I think I'm going to start talking about Use Cases, something like one a day, over on the development blog ([livejournal.com profile] querki_project). Please come join in over there, kibitz and comment, point potentially interested friends at it, and keep the ideas coming! The "what we're going to try to accomplish" train is rapidly gaining steam, and the project is looking ever-cooler and more useful...

(no subject)

Date: 2012-10-22 04:55 pm (UTC)
From: [identity profile] dervishspin.livejournal.com
SO I thought you had captured one of the Use Cases I would ask for. It's inherent in the name. Then after reading it I realized I had made an assumption which was not true, so I'll ask a different way.

How about a Requirements Inventory?
Managing requirements for IT projects is... OMG awful. The DBs that are out there are hideous, limited in functionality and expensive. As a result, most companies are effectively tracking their requirements through email and excel spreadsheets. There must be a better, more intuitive way. Someplace that allows multiple people to work on it at the same time. Some way to track which business area came up with what requirement for what system which matches what High Level Requirement or Scope Statement.
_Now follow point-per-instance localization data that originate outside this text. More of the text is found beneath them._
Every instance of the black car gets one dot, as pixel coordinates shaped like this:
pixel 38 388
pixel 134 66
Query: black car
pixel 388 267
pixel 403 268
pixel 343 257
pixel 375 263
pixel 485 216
I think as you manage your requirements for Querki, you will see what I mean.

Managing Requirements for a Managing Requirements Use Case will probably feel pretty "meta" and strange, actually.

Did somebody say meta?

Date: 2012-10-22 05:28 pm (UTC)
From: [identity profile] etherial.livejournal.com
It sounds to me like [livejournal.com profile] jducoeur has a use case for tracking use cases. I'd start the requirements list with a field for Requirements Lists.

(no subject)

Date: 2012-10-22 06:59 pm (UTC)
From: [identity profile] dervishspin.livejournal.com
Oh good! Keep me posted. I am probably slightly less passionate than you about the usability of it, but possibly not by much. It is a bloody thorn in the side around here.

"Conventional" would be useful. We use Agile while we can, but we are not an Agile shop across the board so some of the voting stuff is interesting, but not required for most stuff we are doing, plain old prioritization functionality would be good enough.